Dr. Biz: UBC’s language of instruction is typically English, but this monolingualism does not reflect the lives and experience of our students or even our faculty. English isn’t the first language of this place – the hən̓q̓əmin̓əm̓ language was spoken for millennia before settlers arrived. Disacknowledging the multilingual nature of our student body and the traditional, ancestral and unceded territory of the Musqueum is a disservice to the people who live, learn, and work here. In an increasingly interconnected world, celebrating multilingualism promotes global understanding and cooperation. It fosters individual engagement with a variety of perspectives and empathy and appreciation for different cultures and viewpoints.
“By celebrating multilingualism, we foster a stronger desire for diversity and belonging, allowing individuals to expand worldviews, bridge cultural gaps, and break language barriers.”
How does celebrating and engaging in multilingualism continue to benefit individuals in personal and professional contexts?
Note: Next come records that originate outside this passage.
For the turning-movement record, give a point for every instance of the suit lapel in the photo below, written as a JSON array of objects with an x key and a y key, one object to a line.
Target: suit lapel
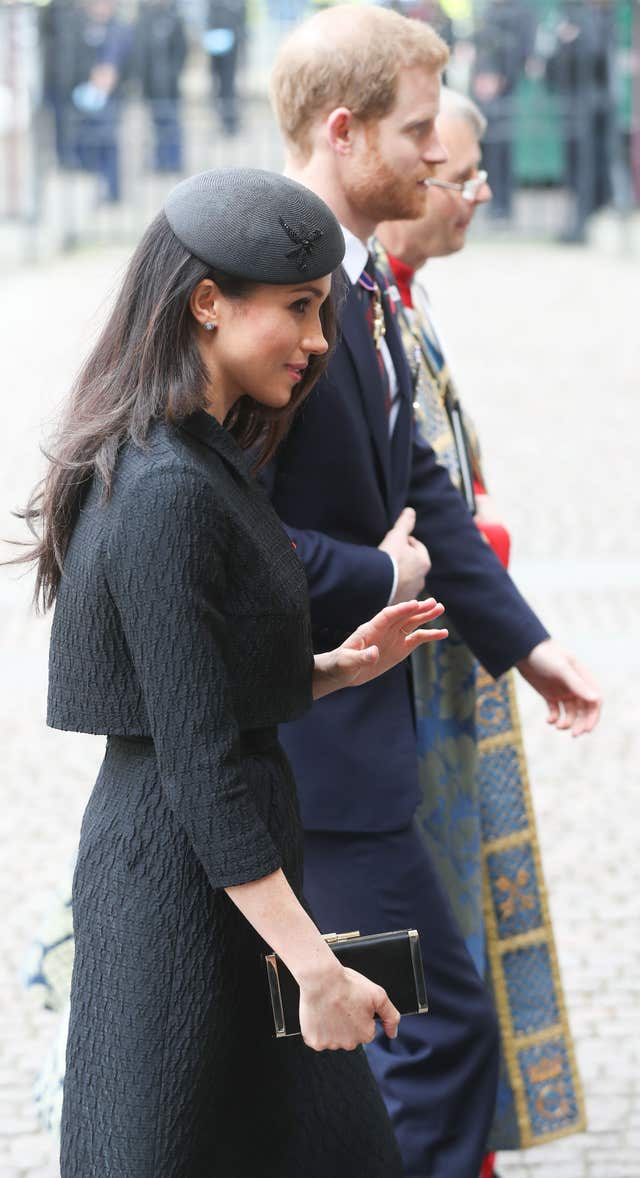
[
  {"x": 204, "y": 428},
  {"x": 357, "y": 339}
]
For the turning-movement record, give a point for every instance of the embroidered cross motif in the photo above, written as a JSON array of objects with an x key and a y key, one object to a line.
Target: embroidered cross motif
[{"x": 304, "y": 239}]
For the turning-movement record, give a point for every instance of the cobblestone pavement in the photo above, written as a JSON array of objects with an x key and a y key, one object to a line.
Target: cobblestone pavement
[{"x": 547, "y": 352}]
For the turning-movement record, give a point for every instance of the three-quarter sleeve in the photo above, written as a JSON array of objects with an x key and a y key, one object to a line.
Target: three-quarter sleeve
[{"x": 166, "y": 568}]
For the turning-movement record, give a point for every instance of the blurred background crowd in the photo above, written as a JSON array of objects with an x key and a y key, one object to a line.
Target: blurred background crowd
[{"x": 104, "y": 103}]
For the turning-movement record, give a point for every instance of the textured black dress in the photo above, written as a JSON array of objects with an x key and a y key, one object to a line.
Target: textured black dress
[{"x": 182, "y": 631}]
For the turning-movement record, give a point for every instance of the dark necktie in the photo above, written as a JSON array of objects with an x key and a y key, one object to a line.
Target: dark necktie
[{"x": 375, "y": 321}]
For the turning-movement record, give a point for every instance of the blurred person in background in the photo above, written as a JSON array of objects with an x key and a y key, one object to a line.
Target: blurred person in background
[
  {"x": 86, "y": 51},
  {"x": 462, "y": 789},
  {"x": 223, "y": 41},
  {"x": 356, "y": 92},
  {"x": 160, "y": 53},
  {"x": 580, "y": 68},
  {"x": 433, "y": 13},
  {"x": 503, "y": 40}
]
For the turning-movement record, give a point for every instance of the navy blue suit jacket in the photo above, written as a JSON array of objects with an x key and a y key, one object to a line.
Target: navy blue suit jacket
[{"x": 338, "y": 483}]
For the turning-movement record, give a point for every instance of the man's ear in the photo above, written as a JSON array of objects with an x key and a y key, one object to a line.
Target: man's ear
[{"x": 340, "y": 130}]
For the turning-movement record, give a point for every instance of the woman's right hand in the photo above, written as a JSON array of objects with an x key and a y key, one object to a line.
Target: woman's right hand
[{"x": 337, "y": 1011}]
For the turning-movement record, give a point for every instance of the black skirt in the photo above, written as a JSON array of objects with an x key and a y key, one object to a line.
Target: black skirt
[{"x": 172, "y": 1066}]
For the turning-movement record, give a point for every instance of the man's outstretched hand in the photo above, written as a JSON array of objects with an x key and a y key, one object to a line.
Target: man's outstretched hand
[{"x": 573, "y": 699}]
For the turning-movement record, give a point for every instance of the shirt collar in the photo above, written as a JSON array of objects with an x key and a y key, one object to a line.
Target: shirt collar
[{"x": 355, "y": 258}]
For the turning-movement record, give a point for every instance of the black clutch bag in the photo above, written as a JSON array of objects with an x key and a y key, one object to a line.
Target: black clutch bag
[{"x": 393, "y": 960}]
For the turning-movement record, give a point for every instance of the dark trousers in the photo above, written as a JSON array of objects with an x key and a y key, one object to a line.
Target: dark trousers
[{"x": 439, "y": 1078}]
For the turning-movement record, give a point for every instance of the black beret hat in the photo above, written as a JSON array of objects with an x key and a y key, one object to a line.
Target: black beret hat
[{"x": 256, "y": 225}]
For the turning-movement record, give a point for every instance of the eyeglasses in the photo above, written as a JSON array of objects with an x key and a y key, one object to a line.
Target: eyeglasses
[{"x": 469, "y": 189}]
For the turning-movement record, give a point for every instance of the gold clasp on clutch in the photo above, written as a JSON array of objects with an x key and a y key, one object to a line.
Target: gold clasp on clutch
[{"x": 335, "y": 938}]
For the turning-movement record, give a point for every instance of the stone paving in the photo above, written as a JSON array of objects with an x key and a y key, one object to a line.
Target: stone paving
[{"x": 547, "y": 351}]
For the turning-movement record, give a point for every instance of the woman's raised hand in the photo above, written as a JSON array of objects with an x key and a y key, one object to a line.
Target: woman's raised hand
[
  {"x": 338, "y": 1011},
  {"x": 377, "y": 646}
]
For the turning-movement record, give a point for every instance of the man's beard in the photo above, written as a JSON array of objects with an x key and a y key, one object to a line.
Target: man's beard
[{"x": 380, "y": 193}]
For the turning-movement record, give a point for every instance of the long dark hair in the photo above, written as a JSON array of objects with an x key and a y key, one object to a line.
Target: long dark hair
[{"x": 146, "y": 365}]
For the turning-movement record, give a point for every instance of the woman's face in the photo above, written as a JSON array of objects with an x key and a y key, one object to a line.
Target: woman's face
[{"x": 262, "y": 343}]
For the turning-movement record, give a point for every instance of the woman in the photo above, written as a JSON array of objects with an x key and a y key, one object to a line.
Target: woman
[{"x": 182, "y": 631}]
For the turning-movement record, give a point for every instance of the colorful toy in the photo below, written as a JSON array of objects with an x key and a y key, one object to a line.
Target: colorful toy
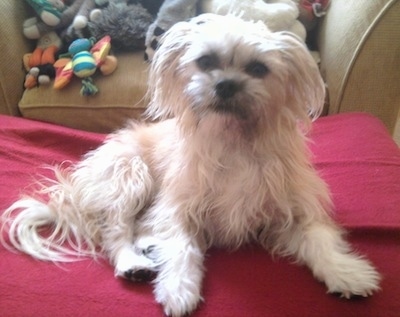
[
  {"x": 49, "y": 11},
  {"x": 86, "y": 58},
  {"x": 40, "y": 63}
]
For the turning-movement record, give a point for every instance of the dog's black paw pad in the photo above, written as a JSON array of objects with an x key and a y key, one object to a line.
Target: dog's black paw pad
[
  {"x": 158, "y": 31},
  {"x": 140, "y": 275}
]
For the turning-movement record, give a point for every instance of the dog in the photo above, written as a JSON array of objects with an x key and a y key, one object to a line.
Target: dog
[{"x": 224, "y": 163}]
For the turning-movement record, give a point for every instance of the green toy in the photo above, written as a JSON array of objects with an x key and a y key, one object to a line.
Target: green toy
[{"x": 48, "y": 10}]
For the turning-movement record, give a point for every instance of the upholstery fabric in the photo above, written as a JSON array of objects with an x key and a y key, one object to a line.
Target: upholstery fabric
[
  {"x": 353, "y": 153},
  {"x": 360, "y": 57}
]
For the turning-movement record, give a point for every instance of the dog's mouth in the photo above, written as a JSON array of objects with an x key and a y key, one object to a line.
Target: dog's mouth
[{"x": 231, "y": 109}]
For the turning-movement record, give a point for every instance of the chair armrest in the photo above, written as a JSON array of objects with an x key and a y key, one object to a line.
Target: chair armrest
[
  {"x": 13, "y": 46},
  {"x": 359, "y": 43}
]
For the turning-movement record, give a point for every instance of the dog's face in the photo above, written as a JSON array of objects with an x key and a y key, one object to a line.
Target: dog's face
[{"x": 222, "y": 71}]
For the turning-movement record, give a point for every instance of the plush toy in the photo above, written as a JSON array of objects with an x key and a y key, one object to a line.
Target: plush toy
[
  {"x": 86, "y": 58},
  {"x": 40, "y": 63},
  {"x": 125, "y": 23},
  {"x": 72, "y": 19},
  {"x": 311, "y": 10},
  {"x": 49, "y": 11},
  {"x": 171, "y": 12},
  {"x": 278, "y": 15}
]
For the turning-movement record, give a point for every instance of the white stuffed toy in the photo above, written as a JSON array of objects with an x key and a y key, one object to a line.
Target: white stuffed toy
[{"x": 278, "y": 15}]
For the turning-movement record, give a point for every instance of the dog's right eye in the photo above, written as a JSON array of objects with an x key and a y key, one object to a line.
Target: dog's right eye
[{"x": 207, "y": 62}]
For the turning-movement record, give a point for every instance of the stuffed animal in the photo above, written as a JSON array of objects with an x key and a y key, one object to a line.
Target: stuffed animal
[
  {"x": 74, "y": 17},
  {"x": 125, "y": 23},
  {"x": 40, "y": 63},
  {"x": 86, "y": 57},
  {"x": 278, "y": 15},
  {"x": 49, "y": 11}
]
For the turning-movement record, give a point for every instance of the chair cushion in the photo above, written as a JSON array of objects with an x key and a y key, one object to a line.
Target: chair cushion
[
  {"x": 120, "y": 96},
  {"x": 353, "y": 153}
]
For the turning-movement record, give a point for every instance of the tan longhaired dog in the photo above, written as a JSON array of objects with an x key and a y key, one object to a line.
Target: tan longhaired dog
[{"x": 226, "y": 165}]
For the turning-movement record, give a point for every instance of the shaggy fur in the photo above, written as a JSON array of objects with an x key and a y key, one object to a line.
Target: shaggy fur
[{"x": 226, "y": 164}]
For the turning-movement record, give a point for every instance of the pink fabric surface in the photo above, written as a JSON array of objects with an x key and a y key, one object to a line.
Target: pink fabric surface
[{"x": 353, "y": 153}]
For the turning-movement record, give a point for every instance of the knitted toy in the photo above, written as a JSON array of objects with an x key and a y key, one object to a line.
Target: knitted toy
[
  {"x": 40, "y": 63},
  {"x": 86, "y": 58}
]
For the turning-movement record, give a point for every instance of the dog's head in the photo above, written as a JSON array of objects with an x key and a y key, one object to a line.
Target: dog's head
[{"x": 226, "y": 70}]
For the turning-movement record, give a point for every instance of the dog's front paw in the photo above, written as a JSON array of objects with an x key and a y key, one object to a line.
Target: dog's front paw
[
  {"x": 354, "y": 276},
  {"x": 135, "y": 266},
  {"x": 177, "y": 297}
]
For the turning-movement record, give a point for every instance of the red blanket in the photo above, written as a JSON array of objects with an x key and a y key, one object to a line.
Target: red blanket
[{"x": 354, "y": 154}]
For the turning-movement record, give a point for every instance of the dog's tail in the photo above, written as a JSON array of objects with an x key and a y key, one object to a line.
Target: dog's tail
[{"x": 30, "y": 226}]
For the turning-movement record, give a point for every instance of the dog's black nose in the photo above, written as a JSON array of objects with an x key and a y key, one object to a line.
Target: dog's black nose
[{"x": 226, "y": 88}]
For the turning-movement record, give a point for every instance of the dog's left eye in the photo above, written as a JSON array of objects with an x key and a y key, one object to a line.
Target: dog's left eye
[
  {"x": 207, "y": 62},
  {"x": 257, "y": 69}
]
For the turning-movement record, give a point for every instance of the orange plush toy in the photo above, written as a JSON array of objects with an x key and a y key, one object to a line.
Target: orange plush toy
[{"x": 39, "y": 63}]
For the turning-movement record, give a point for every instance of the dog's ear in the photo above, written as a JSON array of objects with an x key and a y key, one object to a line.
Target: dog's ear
[
  {"x": 164, "y": 92},
  {"x": 305, "y": 85}
]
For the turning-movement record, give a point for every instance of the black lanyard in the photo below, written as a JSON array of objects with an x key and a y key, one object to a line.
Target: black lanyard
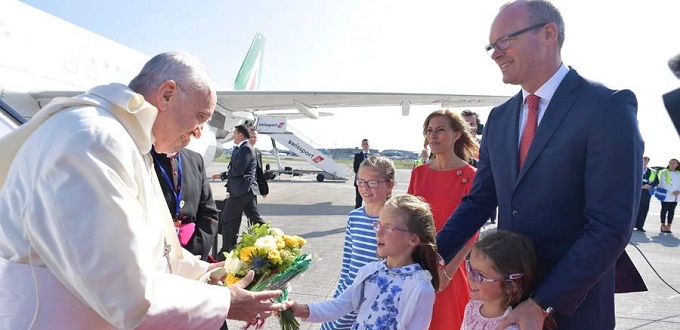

Olivia: In an increasingly globalized world, leaning into multilingualism at UBC helps students aspiring to global citizenship to grow in numerous skills. Multilingual activities prepare students to enrich their degree programs and deepen their intercultural awareness. Students can enhance their global perspectives by analyzing how language influences and reflects the worldview of its speakers. When students at all levels of fluency experiment through poetry and song, they are practicing creativity in low-stake environments, building fluency for real-life situations, and learning to lead by stepping outside of their linguistic comfort zone.
Bella: Interacting with people from different cultures and backgrounds exposes you to a wide range of mindsets and life experiences. Celebrating and engaging in multilingualism makes an individual more socially flexible and adaptable as a worker, as you can effectively communicate and connect with a diverse set of individuals.
What are some events to look forward to during Multilingual Week?
On March 4–8, here are some exciting highlights you can look forward to:
- Enjoy a catered Bollywood Film Night screening the iconic movie Queen.
- Explore course offerings and find extracurricular activities at the Language Tables and Club Showcase.
- Perform original or translated poems in any language of your choice at the highly anticipated Multilingual Poetry Slam.
- Submit digital media projects that thematize phrases and words existing only in a given language at the Untranslatable Art Competition.
- Listen and share about how language shapes our understanding of the world around us at the annual Multilingual Speech Contest, with this year’s theme centring on “How Language Shapes our Perception of the World Around Us”.
- Get creative and experimental in performing arts multilingually! A non-competitive Multilingual Open Mic Night offers a venue for you to showcase your language skills through comedy, song, or reading.